La photo au musée, observatoire de la diversité des usages

Visiteur, musée d’Orsay, 2017 (photo AG).

(Chronique Fisheye #26) Pour le non-initié, la recherche scientifique semble un horizon inaccessible, protégé par les barrières d’institutions prestigieuses, par la technicité d’une érudition spécialisée, ou par la mobilisation de considérables moyens d’enquête. Pourtant, cet appareil ne garantit pas une recherche de qualité. Pour produire des connaissances utiles, il suffit de formuler correctement une hypothèse, puis d’y répondre par l’observation, de manière méthodique et rigoureuse. C’est ce qu’a fait Odile Keromnes, étudiante à l’école nationale supérieure Louis-Lumière, pour son mémoire de master soutenu en juin dernier, consacré à l’étude de la photographie au musée.

Démultipliée par les moyens numériques autant que par le succès des manifestations culturelles, la photographie des visiteurs de musée a provoqué dans la période récente des polémiques inconnues de la sociologie bourdieusienne. Depuis le début des années 2000, l’interdiction de photographier s’est propagée des musées des beaux-arts aux musées d’histoire ou d’ethnologie – avant de susciter la protestation d’associations d’usagers, invoquant leur mission de démocratisation de la culture.

Derrière les nuisances attribuées à la photo se jouait le choc entre une pratique populaire dénigrée et la préservation du caractère sacramentel du rapport à l’art. Une confrontation sociale, où la classe bourgeoise aura tenté de préserver par l’imposition de comportements rituels le respect de son statut privilégié, et où la photographie apparaît comme l’intrusion d’une extériorité technico-moderniste, emblématique d’une consommation boulimique et sans discernement. En dépit d’avancées notables, comme la publication de la charte «Tous Photographes» par le ministère de la Culture en 2015, la polémique reste vive entre partisans et adversaires de la photographie au musée.

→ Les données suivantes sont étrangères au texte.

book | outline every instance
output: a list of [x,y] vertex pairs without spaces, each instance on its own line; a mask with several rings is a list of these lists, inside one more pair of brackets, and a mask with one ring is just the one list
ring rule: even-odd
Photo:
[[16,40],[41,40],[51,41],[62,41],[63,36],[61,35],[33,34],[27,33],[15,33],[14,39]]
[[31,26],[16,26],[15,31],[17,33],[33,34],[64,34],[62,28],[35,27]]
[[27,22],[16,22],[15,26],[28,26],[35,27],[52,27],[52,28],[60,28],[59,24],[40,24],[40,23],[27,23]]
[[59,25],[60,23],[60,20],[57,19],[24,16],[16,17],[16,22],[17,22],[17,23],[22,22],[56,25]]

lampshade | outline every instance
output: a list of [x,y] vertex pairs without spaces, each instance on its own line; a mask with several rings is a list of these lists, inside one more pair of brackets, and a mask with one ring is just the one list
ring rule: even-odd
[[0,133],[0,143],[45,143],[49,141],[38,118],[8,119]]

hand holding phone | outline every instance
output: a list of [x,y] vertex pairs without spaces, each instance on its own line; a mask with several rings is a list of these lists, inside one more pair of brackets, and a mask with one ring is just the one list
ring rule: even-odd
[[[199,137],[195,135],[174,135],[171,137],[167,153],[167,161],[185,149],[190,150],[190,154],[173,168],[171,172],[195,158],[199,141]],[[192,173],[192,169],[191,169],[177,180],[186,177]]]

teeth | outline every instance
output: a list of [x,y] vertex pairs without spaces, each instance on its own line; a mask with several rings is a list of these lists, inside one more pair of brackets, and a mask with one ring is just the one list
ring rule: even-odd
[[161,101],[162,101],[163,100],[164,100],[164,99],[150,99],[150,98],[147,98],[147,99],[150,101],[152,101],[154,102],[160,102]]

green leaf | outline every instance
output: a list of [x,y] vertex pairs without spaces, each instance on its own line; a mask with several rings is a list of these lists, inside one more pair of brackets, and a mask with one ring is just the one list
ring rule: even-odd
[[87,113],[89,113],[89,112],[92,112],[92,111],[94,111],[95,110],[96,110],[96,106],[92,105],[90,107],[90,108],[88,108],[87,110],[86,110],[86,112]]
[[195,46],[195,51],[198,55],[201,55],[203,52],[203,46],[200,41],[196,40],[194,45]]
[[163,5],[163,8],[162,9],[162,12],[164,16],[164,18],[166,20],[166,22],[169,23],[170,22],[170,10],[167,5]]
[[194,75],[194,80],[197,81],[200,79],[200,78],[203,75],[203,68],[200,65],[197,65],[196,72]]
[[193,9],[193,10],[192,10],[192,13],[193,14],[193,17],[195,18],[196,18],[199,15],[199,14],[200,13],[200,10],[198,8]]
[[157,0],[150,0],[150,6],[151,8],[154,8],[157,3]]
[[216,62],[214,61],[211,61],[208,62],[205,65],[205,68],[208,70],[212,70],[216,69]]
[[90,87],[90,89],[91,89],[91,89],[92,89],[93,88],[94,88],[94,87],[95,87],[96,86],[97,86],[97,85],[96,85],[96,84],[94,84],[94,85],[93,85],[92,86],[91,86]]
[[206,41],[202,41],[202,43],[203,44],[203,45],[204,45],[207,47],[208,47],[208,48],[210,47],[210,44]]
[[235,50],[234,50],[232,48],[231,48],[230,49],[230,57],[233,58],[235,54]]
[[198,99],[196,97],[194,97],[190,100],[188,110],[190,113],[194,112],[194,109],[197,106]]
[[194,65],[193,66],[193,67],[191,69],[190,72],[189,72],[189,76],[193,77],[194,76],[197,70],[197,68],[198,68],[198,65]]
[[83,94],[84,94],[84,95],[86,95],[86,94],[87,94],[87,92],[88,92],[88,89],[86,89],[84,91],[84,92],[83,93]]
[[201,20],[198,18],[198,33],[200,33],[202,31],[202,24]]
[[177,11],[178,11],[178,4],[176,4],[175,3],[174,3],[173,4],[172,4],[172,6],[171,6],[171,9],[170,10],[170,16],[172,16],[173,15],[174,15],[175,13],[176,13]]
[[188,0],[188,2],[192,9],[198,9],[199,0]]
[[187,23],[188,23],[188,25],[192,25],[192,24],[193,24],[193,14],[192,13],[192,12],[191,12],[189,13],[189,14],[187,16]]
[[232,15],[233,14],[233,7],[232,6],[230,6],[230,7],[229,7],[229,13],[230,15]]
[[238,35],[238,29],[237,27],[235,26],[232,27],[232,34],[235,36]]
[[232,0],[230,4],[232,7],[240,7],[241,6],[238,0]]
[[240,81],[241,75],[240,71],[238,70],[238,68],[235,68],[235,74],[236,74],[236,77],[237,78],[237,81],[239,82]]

Dans ce débat, Odile Keromnes a remarqué que la production iconographique des visiteurs n’avait fait l’objet que d’une description sommaire. Encadrée par le sociologue Pierre Lannoy, elle a choisi de mener une enquête de terrain au musée Old Masters de Bruxelles. Prolongeant les hypothèses de l’ouvrage collectif Visiteurs photographes au musée (La Documentation française, 2013), elle associe à l’observation des pratiques une cinquantaine d’entretiens, ainsi que la collecte de 820 photos réalisées par les visiteurs. Grâce à ce matériel, la jeune étudiante déconstruit le stéréotype de la reproduction aveugle des œuvres d’art, et déploie au contraire la diversité des pratiques documentaires, dressant un tableau de pas moins de 19 catégories à partir d’une analyse attentive des propos recueillis.

Si Odile Keromnes a bien rencontré le boulimique à qui l’on reproche de ne voir les œuvres qu’à travers son écran, elle décrit cette pratique comme marginale. En revanche, l’interrogation des visiteurs lui a permis de relever des profils plus surprenants, comme cette enseignante à la retraite qui travaille de manière bénévole avec des personnes en situation de handicap, venue pour photographier de manière exhaustive le Triptyque de la confrérie Sainte-Anne à Louvain (Quentin Metsys, 1509) dans le but de rendre l’œuvre accessible à des publics éloignés. Nul doute qu’une observation superficielle aurait rangé cette visiteuse parmi les importuns.

A côté de la photo-souvenir, dont la fonction de mémoire de l’expérience est illustrée par les témoignages, l’étudiante enregistre les pratiques de la photo-coup de cœur ou de la photo-inattendue, révélation intuitive qui surprend le visiteur au cours de son inspection, de la photo-inspiration, effectuée pour alimenter la pratique créative personnelle d’artistes ou d’amateurs d’art, sans oublier la photo-esthétisante ou sa variante : la photo-transfiguration, qui transforme les objets banals du musée par l’exercice du regard.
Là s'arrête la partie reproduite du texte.